ANITA: Well, you really hit upon something here, which has haunted me ever since I was a graduate student at City College. I had a very formidable advisor, and on my master’s thesis, she told me I did not do enough outlining of the project; that I had simply started writing. “I never put pen to paper until I know exactly what I am going to say,” she told me. Since then, I have had many conversations with writers about this, and, surprisingly, most tell me the exact opposite. “I write to find out what I want to say,” my friend, Clifford Thompson, explained. Still, I think my advisor had a point, which is that you do have to have a blueprint for what you are presenting to the world; you have to break down the process or you can, as I certainly did, go off in a direction that would later need a tremendous amount of editing, which caused frustration for both her and myself. In math, I think of the order of operations; you always break things down, no? Perhaps math and writing also have this in common, the need for an order of operations.

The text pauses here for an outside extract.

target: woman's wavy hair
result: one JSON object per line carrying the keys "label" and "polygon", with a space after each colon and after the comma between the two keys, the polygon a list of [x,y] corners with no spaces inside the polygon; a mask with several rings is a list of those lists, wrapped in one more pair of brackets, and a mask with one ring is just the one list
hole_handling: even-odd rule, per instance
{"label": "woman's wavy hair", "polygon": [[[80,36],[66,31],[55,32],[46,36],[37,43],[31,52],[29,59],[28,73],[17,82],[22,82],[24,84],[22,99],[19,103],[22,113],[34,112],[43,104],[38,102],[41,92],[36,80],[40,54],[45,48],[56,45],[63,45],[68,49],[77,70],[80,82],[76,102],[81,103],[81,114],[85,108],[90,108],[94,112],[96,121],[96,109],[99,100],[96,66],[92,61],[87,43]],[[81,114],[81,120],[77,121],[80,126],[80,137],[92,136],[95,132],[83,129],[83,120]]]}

DAVE: Mathematics is very rational, but it is also very intuitive. Intuitive approaches to problem solving don’t necessarily follow a blueprint or a roadmap. In these cases, the most efficient, logical pathway may become clear only in hindsight. Same for writing, I suspect. Some know where they are headed when they write, and some, as you suggest, “write to find out what … to say.” Whatever works.
This has been an eye-opening conversation for me, Anita. I think the nugget we collectively stumbled upon is the importance of helping students to understand: “This is REALLY hard, and if you at first fail, it doesn’t mean that something is wrong with you. But if you try and try again, it definitely means something is right with you!”
ANITA: And for me, as well! I loved investigating this subject with you, Dave; it really helped me understand the writing anxiety issue, which has been on my mind for several years, from a new perspective: that of mathematics.